Le chef de la diplomatie guinéenne a tenu à lever toute ambiguïté sur sa reconduction au gouvernement. Pour lui, il ne s’agit pas d’un simple renouvellement de confiance, mais d’une continuité assumée. Une confiance « demeurée constante », témoignée une nouvelle fois par le Président de la République, dans un contexte qu’il qualifie de décisif pour l’avenir de la Nation.

Revenant sur le 5 septembre 2021, Morissanda Kouyaté a rappelé ce qu’il considère comme la première grande mission du Chef de l’État : le salut national. Face à une situation sociale, économique et politique critique, le Président aurait, selon lui, fait le choix de l’honneur, de la responsabilité et du sacrifice. Une mission de reconstruction de l’État menée durant quatre années, dans un esprit de foi, de conviction et d’amour profond pour la patrie, à laquelle il dit avoir pris part avec fierté.

La deuxième mission évoquée par le ministre s’inscrit dans une dynamique nouvelle. Confiée au Président de la République par le peuple souverain de Guinée le 28 décembre, elle vise désormais la construction du bonheur collectif, de la prospérité partagée et de la cohésion nationale, dans le respect de l’indépendance et de la dignité du pays.

Dans ce cadre, Morissanda Kouyaté affirme mesurer pleinement la responsabilité qui est désormais la sienne : être à la hauteur de la confiance placée en lui et servir, sans relâche, le peuple de Guinée. Un peuple qui, selon ses mots, a trop longtemps attendu que l’État réponde à ses aspirations légitimes.

Sur le plan international, le ministre s’est félicité du retour progressif de la Guinée sur la scène mondiale. Libérée de contraintes diplomatiques et politiques qu’il juge souvent infondées, et portée par la vision et la constance du Chef de l’État, la diplomatie guinéenne se veut désormais « économique, assumée et décomplexée ». Elle repose clairement sur deux piliers stratégiques : la souveraineté nationale et l’intégration africaine.

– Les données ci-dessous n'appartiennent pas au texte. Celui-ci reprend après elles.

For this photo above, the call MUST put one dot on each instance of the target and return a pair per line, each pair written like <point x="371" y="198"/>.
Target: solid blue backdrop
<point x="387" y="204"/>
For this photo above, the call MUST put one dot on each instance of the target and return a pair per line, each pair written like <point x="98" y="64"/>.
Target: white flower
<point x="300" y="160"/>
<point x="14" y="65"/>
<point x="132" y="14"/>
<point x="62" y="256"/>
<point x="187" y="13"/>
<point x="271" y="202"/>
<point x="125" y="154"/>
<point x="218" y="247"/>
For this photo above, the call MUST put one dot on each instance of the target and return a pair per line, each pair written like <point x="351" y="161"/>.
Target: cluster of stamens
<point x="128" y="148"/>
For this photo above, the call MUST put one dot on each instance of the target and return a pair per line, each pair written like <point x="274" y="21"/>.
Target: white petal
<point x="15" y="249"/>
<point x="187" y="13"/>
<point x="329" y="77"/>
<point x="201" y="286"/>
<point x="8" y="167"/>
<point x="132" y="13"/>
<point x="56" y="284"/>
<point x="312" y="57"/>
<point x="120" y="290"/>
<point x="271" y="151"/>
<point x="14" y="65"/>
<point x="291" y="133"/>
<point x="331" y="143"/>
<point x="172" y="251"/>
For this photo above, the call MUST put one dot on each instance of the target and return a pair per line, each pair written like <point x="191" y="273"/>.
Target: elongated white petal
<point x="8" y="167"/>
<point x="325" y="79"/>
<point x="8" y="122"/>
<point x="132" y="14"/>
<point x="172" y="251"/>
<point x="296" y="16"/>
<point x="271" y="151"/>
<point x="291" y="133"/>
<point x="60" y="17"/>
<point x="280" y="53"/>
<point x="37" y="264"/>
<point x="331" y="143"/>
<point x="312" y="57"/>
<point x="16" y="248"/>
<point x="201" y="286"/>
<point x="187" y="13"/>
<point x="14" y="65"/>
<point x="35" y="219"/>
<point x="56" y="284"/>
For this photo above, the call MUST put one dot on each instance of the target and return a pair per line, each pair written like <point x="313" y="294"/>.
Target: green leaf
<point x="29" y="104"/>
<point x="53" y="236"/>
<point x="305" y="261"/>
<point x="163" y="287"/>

Morissanda Kouyaté a également rendu un hommage appuyé au personnel du ministère, aussi bien à l’administration centrale que dans les missions diplomatiques et consulaires à travers le monde, saluant leur professionnalisme, leur engagement et leur sens élevé de l’État.

À l’aube de ce septennat démocratiquement acquis, le ministre prévient : le travail ne fait que commencer. Les exigences seront élevées et l’action devra être conduite avec rigueur, professionnalisme, patriotisme et don de soi. Mais au-delà de la compétence et de l’engagement, il a insisté sur une valeur qu’il qualifie de cardinale : la loyauté. Loyauté envers le Président de la République. Loyauté envers le peuple de Guinée.

C’est, conclut-il, dans cette fidélité constante que sera conduite l’action diplomatique guinéenne, avec détermination et constance, au service exclusif de la Nation.